迎え撃って蹴散らしてやろうと、皆意気込んで軍師に口々に言う中、ルクレティアは少し考え込むような顔で頷いた。
「そうですねぇ。あんなに近くに居座られてたのでは目障りですし。王子、ちょっと出て追い払ってきてくれません?」
ルクレティアの視線がこちらに向けられる。ああ、そう。オレは今ファルーシュなのだ。ほとんどの者がファルーシュが遠出していることを知らないから。
オレはなるべく王子に見えるように、真剣な表情を作って頷いた。
「わかった」
だが、心の中でこんな小競り合い程度、どうってことないだろうと、たかをくくっていた。考えてみれば、これが自分にとって初めての戦場だなんてことも、気がつかなかった。
装備を整えて出撃する。相手は一部隊。大勢力も要らないが、相手に恐怖感を与えるという名目もあったのだろう、すぐに出撃できる部隊はほとんど投入された。
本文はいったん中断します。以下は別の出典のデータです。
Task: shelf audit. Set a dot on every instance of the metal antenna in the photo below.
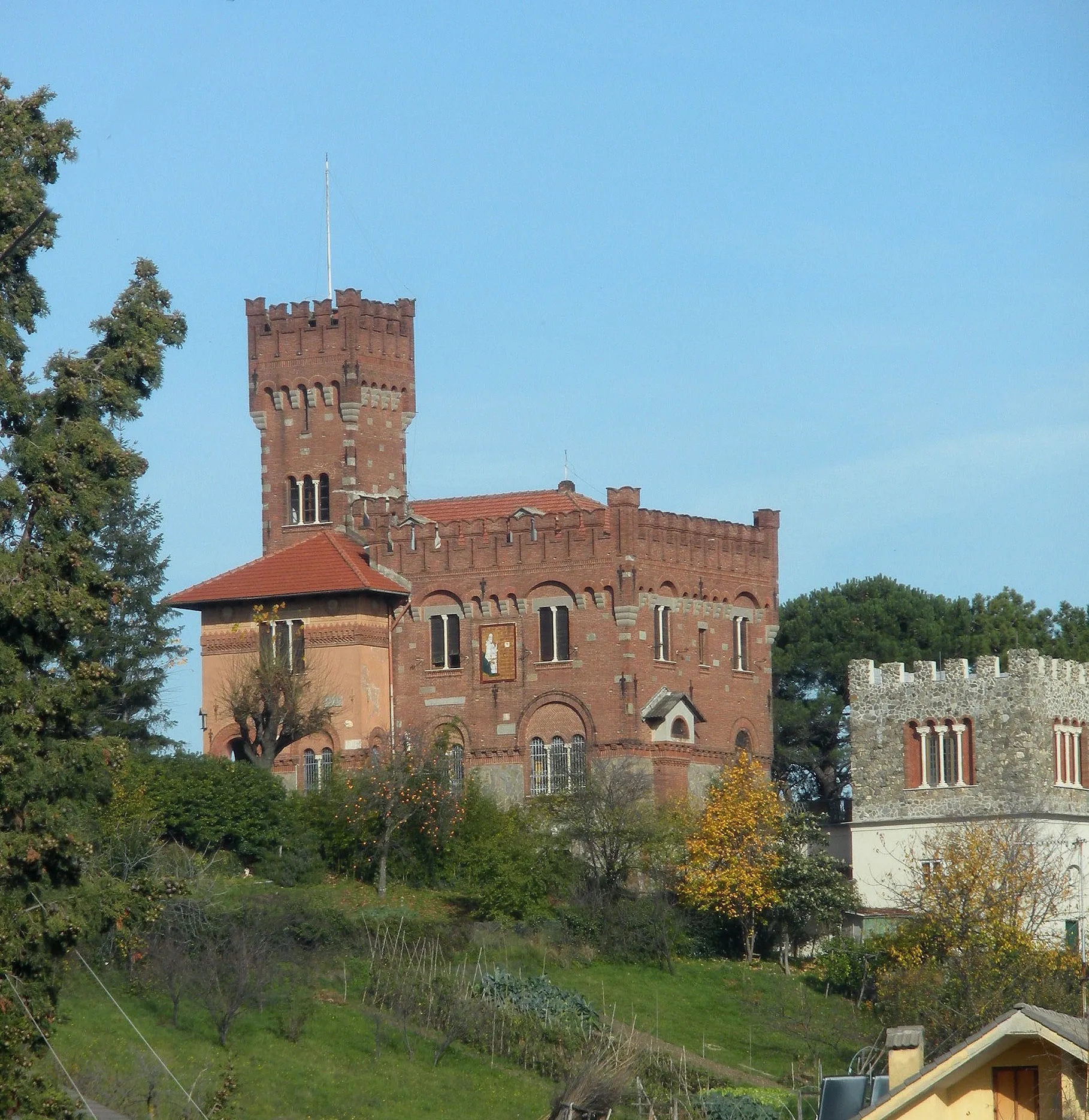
(328, 239)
その最前列に、ロイが率いる王子の部隊。周りは皆常に王子を守るいわば親衛隊で囲まれ、ロイはルクレティアの指示に従ってその奥で安穏としていればよかった。
「追い払うだけでいいですからね。深追いは禁物です」
出撃前にルクレティアにきつく言い含められた言葉を思い出す。
だが、はじめっからロイにはそれに従う気なんてなかった。どうせ1部隊だけなのだから追い払わずにつぶせるときにつぶしてしまった方がいいに決まっている。
ロイは付け焼刃で覚えた兵法というものを思い出した。一応王子の影武者なのだからと覚えさせられたものだ。
ちょうど、こちらは歩兵なのに対して、向こうは弓兵。蹴散らすには都合がいい。
地形もだだっ広い野原。奥に森が広がっている以外は特に何もない。障害もなし、まっすぐ向かっていけばすぐに終わる。
ロイは大きく息を吸い込んだ。
「行くぞ!!」
辺りに響きわたった号令。一斉に喝采が上がる。先頭のロイたちの部隊が敵の部隊めがけて突進する。やや遅れて両脇の部隊も動き出した。
一つがカイルたちの部隊。もう一つは誰だったか忘れたがなんとかっていうおっさん。弓に弱い騎馬兵は出過ぎるなとルクレティアから通達されているから、外側をじわじわと追い込む形になるはずだった。
だが、ロイたちの部隊が敵めがけて突進したとたん、敵の部隊は戦いもせずに逃げ崩れた。
散々に散らばって、追っ手から逃れようと夢中で森の方へ駆けていく。
「は! 戦いもせず逃げるとは臆病な! 追いかけて蹴散らしてやりましょう、王子!」
誰かが声高に言った。
その意気揚々とした声に、ロイは否と言うわけもなかった。
逃げる敵を、さらに猛然と王子の部隊は追いかけた。
他の部隊がルクレティアの言葉を思い出して足を鈍らせる中、ロイの率いる部隊だけが敵を追って突進していく。それを後方から見ていたルクレティアが、悲鳴のような声を上げた。
「ロイ君ったら……! 王子に伝令! 直ちに追撃をやめるようにと! それからヴィルヘルムさん、ダインさんにも連絡してください! 騎馬隊は全速で王子の部隊を追いかけるように! いえ、待ってください! キサラさんとタルゲイユさんに伝令です! 弓兵を最優先で向かわせるように!!」
青くなるルクレティアの回りが、突如として慌しくなる。その間もロイは敵を追いかけ徐々に森の方へとおびき寄せられていた。
敵の部隊を率いる人間を、ルクレティアは知っていた。
その人物は、決して単独で突撃してくるような馬鹿ではなく、そして、本来なら弓兵ではなく騎馬兵を主力にしていたはずなのだった。